ŞURASI muhakkak ki; cari açığın milli gelirin % 8’ine varmasını kimse planlamış değildir. Bu, uygulanan para politikasının, dünyadaki döviz bolluğu konjonktürü ile üst üste çakışmasından doğmuş istenmeyen bir sonuçtur.
İstenmeyen bir sonuçtur, çünkü "Cari açık önemsizdir" veya sanki finanse edilmeden cari açık oluşabilirmiş gibi "Finanse edilebildiği sürece, cari açıktan korkmaya gerek yoktur" diyenler bile, bugünkü seviyesinin, fiyat istikrarının, yani enflasyonda sağlanan düşmenin sürdürülebilmesi açısından bir risk oluşturduğu kanaatine varmıştır. Demek herkes, er veya geç öğrenebiliyor.
* * *
Cari açığın bu kadar yükselmesinin ana sebebi TL’nin aşırı değerlenmesidir. Yurtiçinde veya dışında ortaya çıkabilecek herhangi bir dalgalanmanın, TL’yi ani bir değer kaybına uğratması ihtimali artmıştır. Kurdaki bir sıçrama, enflasyonda bir yükselmeye, büyümede bir duraklamaya sebep olabilir. Bu da "Enflasyonu indirdik-ekonomiyi büyüttük" diye haklı olarak övünen AKP iktidarı için tatsız bir olay olur.

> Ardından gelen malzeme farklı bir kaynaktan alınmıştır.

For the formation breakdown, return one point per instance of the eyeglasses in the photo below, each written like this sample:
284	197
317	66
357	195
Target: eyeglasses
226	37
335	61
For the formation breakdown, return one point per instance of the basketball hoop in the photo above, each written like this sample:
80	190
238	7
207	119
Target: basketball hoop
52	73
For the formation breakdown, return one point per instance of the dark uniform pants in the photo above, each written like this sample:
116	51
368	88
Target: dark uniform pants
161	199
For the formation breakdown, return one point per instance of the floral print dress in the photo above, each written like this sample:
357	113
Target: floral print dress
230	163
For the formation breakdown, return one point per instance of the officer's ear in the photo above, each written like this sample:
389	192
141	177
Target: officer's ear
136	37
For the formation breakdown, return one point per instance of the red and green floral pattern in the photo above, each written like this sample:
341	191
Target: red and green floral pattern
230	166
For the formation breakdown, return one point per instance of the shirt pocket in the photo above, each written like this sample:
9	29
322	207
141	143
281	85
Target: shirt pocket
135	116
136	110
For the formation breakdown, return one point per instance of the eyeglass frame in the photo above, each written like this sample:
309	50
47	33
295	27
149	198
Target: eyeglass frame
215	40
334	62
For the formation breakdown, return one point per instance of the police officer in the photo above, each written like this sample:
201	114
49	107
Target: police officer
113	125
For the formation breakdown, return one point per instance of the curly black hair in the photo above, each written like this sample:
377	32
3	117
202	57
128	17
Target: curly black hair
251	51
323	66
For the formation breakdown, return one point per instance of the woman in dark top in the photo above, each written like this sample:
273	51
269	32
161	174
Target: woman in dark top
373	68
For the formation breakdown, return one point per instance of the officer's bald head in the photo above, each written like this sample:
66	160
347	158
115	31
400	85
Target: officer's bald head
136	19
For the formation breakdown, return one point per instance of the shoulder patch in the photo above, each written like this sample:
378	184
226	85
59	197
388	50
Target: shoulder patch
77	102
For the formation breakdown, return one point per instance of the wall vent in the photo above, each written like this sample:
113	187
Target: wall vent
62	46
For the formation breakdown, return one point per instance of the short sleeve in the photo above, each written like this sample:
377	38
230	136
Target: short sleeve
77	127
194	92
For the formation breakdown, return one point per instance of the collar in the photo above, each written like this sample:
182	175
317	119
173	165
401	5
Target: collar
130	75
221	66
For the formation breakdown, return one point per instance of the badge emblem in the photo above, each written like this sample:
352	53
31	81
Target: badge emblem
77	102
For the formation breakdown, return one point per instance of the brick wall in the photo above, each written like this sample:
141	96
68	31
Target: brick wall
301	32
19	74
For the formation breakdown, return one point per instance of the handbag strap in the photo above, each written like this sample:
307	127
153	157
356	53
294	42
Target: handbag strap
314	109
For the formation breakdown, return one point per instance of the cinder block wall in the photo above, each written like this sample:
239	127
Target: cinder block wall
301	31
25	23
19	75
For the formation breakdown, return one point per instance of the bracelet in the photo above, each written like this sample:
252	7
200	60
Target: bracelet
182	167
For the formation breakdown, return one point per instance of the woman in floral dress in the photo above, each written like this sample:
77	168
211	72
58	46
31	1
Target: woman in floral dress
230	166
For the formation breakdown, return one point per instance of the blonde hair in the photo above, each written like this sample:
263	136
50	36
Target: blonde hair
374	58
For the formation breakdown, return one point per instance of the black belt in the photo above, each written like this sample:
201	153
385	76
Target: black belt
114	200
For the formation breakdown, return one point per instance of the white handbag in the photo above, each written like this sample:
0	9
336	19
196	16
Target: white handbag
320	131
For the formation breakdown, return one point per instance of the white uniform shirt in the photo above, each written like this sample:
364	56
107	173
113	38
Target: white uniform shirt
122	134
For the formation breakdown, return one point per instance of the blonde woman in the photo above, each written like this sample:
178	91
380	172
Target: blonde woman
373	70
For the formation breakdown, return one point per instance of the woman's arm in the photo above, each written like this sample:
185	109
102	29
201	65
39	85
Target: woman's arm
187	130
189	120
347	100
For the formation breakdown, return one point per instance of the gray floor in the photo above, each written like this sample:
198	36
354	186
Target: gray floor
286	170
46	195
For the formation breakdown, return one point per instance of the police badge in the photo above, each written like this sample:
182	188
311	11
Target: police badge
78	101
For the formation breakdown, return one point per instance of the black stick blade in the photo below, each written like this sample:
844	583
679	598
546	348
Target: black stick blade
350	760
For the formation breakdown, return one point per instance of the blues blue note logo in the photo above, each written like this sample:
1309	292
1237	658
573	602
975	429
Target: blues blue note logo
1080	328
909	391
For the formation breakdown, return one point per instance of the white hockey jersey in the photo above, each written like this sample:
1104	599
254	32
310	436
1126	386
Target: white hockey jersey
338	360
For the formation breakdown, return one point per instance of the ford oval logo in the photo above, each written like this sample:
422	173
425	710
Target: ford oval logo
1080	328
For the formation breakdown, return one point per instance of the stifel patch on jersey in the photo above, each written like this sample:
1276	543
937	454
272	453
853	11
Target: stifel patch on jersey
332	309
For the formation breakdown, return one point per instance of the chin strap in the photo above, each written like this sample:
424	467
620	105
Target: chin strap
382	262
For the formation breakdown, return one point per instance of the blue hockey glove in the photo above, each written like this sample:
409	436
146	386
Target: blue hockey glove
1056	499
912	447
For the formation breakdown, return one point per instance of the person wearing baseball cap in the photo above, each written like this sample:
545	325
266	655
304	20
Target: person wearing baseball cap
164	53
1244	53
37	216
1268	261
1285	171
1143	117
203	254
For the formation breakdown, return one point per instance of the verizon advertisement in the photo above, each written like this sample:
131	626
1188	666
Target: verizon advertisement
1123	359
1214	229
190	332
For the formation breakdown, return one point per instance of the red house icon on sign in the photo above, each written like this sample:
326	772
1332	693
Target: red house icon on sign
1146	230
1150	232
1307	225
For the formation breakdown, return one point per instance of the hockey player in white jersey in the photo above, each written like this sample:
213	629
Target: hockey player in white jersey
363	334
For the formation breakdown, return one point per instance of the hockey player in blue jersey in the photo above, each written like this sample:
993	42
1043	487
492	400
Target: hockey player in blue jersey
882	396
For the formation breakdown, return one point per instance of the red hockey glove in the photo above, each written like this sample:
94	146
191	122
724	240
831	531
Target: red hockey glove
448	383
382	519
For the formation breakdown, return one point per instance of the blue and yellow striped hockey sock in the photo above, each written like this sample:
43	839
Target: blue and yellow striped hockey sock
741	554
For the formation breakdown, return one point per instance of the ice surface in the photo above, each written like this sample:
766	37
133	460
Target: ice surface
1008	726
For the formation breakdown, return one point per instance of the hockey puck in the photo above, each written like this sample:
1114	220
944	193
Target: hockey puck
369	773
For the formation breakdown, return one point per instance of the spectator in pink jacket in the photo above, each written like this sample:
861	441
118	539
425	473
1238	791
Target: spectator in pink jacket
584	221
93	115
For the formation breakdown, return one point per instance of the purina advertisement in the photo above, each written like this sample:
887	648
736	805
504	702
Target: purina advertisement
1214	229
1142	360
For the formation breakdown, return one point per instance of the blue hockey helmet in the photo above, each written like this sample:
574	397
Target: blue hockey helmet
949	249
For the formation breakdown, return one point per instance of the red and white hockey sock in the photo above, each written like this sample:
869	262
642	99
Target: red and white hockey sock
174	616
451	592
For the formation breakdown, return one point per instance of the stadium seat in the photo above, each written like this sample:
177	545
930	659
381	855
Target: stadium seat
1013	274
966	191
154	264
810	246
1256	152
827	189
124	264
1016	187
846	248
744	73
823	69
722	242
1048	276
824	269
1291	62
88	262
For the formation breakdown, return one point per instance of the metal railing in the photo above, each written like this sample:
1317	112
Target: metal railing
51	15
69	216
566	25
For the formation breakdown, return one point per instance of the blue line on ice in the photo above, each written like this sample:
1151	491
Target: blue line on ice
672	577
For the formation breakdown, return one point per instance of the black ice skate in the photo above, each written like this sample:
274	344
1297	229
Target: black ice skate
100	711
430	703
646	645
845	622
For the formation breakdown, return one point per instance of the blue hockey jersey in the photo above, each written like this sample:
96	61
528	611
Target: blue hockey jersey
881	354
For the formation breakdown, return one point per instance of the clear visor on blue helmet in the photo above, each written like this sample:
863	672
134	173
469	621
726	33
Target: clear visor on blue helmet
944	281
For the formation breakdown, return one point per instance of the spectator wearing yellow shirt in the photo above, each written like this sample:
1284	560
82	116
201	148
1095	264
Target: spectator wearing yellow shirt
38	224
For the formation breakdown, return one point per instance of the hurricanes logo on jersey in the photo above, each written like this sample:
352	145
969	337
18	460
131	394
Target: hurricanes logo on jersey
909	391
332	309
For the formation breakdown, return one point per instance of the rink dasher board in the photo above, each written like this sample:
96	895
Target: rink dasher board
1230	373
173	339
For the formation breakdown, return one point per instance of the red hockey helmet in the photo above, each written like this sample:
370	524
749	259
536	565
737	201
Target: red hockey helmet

Bırakın iktidarda AKP’nin veya başka bir partinin olmasını, ekonomi için kötü olur. Mayıs-haziran aylarında, bunun küçük bir benzerini hep birlikte izledik. Hükümetin paçası tutuştu.
* * *
Cari açığın bu kadar büyümesine, TL’nin aşırı değerlenmesinin sebep olduğu, artık anlaşıldı galiba. Aramızda hálá "Yoğurt makasla kesilir" diyenler var ama neyse. TL’nin aşırı değerlenmesinin gerisinde de "yüksek faiz" politikası yatıyor. İşte bu noktada yeni bir tartışma zemini oluştu. Yüksek faiz-düşük kur mücahitleri, öncelikle böyle bir politika olmadığını söylüyorlar. Kaldı ki, böyle bir tablo oluşmuş bile olsa, bunun sorumlusu Merkez Bankası değildir diyorlar.
* * *
İki savunmaya da kısaca cevap vereceğim. Politika, her şeyden önce "zihinsel bir kurgu"dur (mind set). İnsanlar istenmeyen bir durumla karşılaşınca, daha önce bilinçaltında kurguladıkları şekilde buna tepki verir. Geçmişi unutalım. Sadece bu yıl ortaya çıkan devalüatif şoku hatırlayalım. Merkez Bankası bu şoka karşı faizleri yükseltmedi mi? TMSF piyasaya döviz satmadı mı? Bu sayede, döviz fiyatları gerilemedi mi? Böylece enflasyondaki artış frenlenmedi mi? Pek tabii, her önlem, istenilen sonuçların yanında istenmeyen sonuçlar da doğurur. Gelelim "yüksek faiz-düşük kur"dan sadece Merkez Bankası’nın sorumlu olmadığı tezine. Doğrudur; bu politikanın tek sorumlusu Merkez Bankası değildir. Kendince haklı gerekçelerle Hazine, dövizle "düşük faizli-uzun vadeli" borçlanmak yerine, TL ile "yüksek faizli-kısa vadeli" borçlanmayı artırarak, döviz kurunun düşmesine sebep olmuştur. Türkiye gibi çift paralı (biri döviz, diğeri ulusal para) ekonomilerde, Hazine’nin borçlanma politikası, döviz kurlarının oluşmasında, en az Merkez Bankası’nın faiz politikası kadar etkilidir. Bunu daha önce de yazmıştım. Ama anlaşılan yeterince vurgulamamışım. Bir devlet, ulusal parası dururken, faizi düşüktür ve vadesi uzundur diye yabancı parayla borçlanmalı mı sorusu tartışmaya değer. Bana göre, yabancıların TL’ye yatırım yaptığı, vatandaşların döviz mevduatı tuttuğu ülkede cevap, evettir. Zaten devlet dövizle borçlanmasa, millet (özel sektör) borçlanıyor. Hem de dışarıdan. Ülke için toplam değişmiyor.
Son Söz: Faiz fiyatı yanlışsa, döviz fiyatı da yanlıştır.